CommonsenseERL_EMNLP_2019
CommonsenseERL_EMNLP_2019 copied to clipboard
MaltParser caused nyt event extraction failure
As mentioned in https://github.com/knowitall/ollie/issues/9, the Open IE tool internally used MaltParser for parsing, which can not handle unicode correclty.
So the extraction script in https://github.com/MagiaSN/CommonsenseERL_EMNLP_2019/blob/master/preproc/OpenExtract.scala should add the following code to handle coding exception.
import scala.io.Codec
import java.nio.charset.CodingErrorAction
implicit val codec = Codec("UTF-8")
codec.onMalformedInput(CodingErrorAction.REPLACE)
codec.onUnmappableCharacter(CodingErrorAction.REPLACE)
Thanks for your investigation, but I don't seem to encounter this issue while processing the NYT dataset.
Anyway, this enhancement looks good to me, so feel free to open a pull request if it solves your problem😄
Thanks for the reply.
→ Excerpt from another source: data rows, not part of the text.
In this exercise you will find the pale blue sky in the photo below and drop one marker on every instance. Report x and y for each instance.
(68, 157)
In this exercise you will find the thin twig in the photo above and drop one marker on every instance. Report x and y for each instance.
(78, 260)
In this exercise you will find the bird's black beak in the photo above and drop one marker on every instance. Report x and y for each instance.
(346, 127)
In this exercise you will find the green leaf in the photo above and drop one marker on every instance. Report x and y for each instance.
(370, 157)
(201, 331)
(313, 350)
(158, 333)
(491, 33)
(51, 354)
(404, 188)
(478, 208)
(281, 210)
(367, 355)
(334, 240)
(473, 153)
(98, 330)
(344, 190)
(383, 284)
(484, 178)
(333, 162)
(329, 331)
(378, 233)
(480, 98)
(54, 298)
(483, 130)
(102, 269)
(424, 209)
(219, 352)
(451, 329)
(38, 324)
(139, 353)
I would pull a requet later. By the way, I have the following question concerning the preprocess of atomic dataset. Would appreciate your clarification!
- How do you generate embeddings for PersonX and PersonY?
- There are many placeholders in atomic events like "PersonX | reaches | another ___ ". How do you handle the such case?
- We use the average of 200 common English names as initial embedding of PersonX and PersonY. You can download Glove with these extra embeddings from links in README:
The pretrained word embedding can be downloaded from google drive or baidu netdisk. We add embeddings for word "PersonX" and "PersonY" to the original Glove word embedding.
- We just ignore placeholders and they will use the UNK embedding.